A new poll from The Military Times finds approval for President Obama among our Armed Forces is taking a nose dive. As the Daily Caller’s Chuck Ross sums up his “Support Among the Military Craters.”

But it’s not because military members are overwhelmingly right-of center politically. The poll found that:

In the last nine years of the Military Times Poll, the percentage of respondents who consider themselves Republican has slowly dropped, from nearly half of those surveyed in the late 2000s to just 32 percent this year. Increasingly, readers are more likely to describe themselves as libertarian (7 percent) or independent (28 percent).

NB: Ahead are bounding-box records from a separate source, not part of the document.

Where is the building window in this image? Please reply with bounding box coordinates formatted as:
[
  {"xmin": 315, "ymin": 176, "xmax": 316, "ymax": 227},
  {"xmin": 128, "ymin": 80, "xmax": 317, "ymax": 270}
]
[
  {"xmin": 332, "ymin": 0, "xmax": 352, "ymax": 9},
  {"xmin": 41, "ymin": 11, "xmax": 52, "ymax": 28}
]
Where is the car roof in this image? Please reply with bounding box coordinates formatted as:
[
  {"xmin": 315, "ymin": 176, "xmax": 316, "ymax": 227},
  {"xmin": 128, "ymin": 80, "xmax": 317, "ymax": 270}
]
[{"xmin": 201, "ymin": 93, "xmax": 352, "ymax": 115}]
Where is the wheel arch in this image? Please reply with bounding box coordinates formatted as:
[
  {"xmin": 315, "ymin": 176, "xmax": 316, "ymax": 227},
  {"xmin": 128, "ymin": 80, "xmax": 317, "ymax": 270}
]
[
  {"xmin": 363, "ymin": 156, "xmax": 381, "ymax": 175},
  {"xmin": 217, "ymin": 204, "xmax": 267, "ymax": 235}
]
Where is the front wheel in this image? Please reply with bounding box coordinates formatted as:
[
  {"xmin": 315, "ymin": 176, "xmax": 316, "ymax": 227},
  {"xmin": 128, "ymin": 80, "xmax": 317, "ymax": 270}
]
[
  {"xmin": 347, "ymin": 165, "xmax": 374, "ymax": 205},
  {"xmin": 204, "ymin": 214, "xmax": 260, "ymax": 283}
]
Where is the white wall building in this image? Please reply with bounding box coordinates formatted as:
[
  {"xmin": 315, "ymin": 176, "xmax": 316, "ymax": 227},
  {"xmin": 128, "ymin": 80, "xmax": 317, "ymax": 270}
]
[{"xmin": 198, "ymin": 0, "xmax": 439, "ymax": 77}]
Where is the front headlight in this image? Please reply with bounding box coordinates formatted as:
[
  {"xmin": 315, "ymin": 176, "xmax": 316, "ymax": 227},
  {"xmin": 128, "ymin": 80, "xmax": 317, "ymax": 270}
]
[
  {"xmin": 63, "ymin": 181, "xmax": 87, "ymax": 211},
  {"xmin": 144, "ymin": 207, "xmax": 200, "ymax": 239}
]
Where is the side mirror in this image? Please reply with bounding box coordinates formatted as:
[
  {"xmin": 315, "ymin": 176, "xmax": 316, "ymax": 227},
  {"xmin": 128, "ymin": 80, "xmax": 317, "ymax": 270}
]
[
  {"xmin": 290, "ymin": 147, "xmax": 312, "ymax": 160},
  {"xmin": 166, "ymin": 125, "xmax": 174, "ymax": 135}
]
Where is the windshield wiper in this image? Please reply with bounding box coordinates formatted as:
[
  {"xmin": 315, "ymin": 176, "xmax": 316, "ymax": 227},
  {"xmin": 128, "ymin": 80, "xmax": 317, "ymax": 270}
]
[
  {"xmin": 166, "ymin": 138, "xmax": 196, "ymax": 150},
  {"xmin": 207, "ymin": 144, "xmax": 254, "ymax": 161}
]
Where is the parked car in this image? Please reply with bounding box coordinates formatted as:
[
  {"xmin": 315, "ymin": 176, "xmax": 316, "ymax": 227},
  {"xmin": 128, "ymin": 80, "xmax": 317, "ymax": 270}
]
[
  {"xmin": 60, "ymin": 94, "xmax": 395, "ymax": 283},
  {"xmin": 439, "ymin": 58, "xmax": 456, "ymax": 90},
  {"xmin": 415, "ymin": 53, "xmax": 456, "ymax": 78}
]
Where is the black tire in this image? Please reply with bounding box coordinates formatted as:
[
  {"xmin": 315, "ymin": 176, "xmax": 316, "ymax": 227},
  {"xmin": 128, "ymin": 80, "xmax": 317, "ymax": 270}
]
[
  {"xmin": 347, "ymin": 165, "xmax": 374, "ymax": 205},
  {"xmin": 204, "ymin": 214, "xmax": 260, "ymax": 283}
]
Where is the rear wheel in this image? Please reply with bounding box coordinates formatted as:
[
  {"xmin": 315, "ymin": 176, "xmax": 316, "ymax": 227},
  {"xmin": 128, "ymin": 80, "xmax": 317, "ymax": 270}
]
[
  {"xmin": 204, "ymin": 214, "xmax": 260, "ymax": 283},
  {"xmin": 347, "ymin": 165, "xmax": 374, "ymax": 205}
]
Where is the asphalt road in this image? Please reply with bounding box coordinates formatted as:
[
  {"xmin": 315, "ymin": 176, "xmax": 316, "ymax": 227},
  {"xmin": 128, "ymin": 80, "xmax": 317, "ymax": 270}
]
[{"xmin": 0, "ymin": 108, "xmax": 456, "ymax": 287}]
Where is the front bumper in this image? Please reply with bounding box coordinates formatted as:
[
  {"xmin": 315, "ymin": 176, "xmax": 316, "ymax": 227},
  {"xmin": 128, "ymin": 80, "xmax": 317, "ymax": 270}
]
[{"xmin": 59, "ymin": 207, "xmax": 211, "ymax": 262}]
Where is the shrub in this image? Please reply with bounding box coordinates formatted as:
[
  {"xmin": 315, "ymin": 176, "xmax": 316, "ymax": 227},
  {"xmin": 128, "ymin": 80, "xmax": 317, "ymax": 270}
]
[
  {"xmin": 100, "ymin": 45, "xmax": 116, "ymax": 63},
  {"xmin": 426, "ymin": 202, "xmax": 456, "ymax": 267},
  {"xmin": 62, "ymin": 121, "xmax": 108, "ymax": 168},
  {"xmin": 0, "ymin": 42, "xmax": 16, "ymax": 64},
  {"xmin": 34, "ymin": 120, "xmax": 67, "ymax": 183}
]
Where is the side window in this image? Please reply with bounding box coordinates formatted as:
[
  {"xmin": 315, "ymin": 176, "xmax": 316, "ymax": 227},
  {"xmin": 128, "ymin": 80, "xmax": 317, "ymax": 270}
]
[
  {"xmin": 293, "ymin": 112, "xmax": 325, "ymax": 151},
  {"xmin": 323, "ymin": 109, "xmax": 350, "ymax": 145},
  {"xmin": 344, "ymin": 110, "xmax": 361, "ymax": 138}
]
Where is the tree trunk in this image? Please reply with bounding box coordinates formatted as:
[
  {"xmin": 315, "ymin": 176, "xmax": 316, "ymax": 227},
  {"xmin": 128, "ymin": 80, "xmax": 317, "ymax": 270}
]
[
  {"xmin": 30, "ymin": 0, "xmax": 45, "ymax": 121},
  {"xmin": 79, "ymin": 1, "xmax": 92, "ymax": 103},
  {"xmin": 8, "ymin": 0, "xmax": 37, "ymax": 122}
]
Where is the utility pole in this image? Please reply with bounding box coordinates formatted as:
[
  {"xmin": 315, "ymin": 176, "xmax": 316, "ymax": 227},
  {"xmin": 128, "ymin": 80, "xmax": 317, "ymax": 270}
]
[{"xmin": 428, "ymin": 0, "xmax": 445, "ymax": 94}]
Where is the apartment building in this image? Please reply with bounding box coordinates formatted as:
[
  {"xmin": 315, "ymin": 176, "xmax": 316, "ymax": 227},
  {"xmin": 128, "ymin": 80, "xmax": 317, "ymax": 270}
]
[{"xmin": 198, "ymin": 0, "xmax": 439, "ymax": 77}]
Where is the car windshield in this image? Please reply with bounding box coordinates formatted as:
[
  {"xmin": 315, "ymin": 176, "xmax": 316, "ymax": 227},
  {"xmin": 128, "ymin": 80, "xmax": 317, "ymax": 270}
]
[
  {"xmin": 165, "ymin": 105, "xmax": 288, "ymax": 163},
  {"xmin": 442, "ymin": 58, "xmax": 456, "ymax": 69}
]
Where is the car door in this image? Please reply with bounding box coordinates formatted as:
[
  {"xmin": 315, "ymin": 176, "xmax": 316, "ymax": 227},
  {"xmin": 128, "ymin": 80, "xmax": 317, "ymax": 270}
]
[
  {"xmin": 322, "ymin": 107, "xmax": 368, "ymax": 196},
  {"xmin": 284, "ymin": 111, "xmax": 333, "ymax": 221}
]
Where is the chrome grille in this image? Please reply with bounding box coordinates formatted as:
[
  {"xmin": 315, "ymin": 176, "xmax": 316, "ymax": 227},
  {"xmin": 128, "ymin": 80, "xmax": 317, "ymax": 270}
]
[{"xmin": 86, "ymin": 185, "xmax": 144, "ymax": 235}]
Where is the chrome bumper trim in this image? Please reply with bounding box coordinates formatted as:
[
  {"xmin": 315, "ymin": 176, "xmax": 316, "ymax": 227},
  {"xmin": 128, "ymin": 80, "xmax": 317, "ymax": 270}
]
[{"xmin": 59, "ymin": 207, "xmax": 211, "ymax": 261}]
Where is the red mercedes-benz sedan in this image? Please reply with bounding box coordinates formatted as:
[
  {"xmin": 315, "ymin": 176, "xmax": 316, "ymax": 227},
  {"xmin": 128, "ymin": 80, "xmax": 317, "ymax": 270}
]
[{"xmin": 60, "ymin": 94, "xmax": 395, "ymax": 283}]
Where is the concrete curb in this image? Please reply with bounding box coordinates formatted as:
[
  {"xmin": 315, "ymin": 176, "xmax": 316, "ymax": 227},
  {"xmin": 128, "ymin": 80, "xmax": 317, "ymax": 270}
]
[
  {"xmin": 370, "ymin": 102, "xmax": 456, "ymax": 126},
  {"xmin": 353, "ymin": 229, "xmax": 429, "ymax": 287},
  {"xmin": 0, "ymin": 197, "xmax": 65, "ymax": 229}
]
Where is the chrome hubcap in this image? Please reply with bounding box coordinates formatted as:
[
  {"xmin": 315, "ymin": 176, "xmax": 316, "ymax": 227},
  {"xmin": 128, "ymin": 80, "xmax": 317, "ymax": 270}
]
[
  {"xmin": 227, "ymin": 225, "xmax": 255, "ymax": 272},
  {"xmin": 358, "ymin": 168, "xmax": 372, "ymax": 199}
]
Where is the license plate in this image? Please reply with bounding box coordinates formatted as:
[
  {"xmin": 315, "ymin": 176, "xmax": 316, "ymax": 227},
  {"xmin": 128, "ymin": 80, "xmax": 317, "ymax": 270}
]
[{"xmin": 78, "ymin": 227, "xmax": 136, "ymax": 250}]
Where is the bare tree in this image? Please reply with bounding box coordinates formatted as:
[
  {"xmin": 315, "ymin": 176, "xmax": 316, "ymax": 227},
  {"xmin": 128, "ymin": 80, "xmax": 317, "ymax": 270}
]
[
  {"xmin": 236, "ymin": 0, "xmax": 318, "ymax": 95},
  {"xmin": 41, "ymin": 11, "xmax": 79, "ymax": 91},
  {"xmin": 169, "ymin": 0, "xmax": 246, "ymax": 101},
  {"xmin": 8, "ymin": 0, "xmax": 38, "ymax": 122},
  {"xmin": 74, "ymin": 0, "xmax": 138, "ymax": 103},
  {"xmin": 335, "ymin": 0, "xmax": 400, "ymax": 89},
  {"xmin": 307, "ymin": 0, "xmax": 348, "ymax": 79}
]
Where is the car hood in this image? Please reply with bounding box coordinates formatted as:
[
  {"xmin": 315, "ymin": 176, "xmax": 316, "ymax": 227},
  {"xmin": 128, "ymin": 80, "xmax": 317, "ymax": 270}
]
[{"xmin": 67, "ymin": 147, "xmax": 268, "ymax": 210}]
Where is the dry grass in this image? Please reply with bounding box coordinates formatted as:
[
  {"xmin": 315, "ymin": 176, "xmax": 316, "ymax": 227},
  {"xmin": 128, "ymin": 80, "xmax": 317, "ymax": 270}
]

In spite of the seemingly popularity of changing social norms in the military, including inclusiveness toward women and those who are openly homosexual:

The long-term effects of Obama's social policies on the military remain unknown. But one thing is clear: He is a deeper [sic] unpopular commander in chief among the troops.

According to a Military Times survey of almost 2,300 active-duty service members, Obama's popularity — never high to begin with — has crumbled, falling from 35 percent in 2009 to just 15 percent this year, while his disapproval ratings have increased to 55 percent from 40 percent over that time.

Overall, respondents are fed up with Washington politics, in particular the widespread perception that elected officials don’t care about the effects their policies have on them, including paltry pay raises:

Indeed, Congress just approved, at the request of the Pentagon and the White House, a 1 percent basic pay raise the for the troops next year — the second straight year of such a raise, constituting the two smallest annual increases in the 41-year history of the all-volunteer force. And for icing on the cake, they also approved a cut in housing allowance rates for troops who live off base.

As the poll concludes:

The last time the Pentagon and Congress allowed the value of military compensation to erode significantly, troops responded with their feet, creating a major recruiting and retention crisis in the late 1990s that took years to reverse.

In this latest postwar era — even as new threats spark around the world — the nation simply cannot afford to watch its military get taken over that cliff again. And with all that's asked of it, America's military certainly deserves better.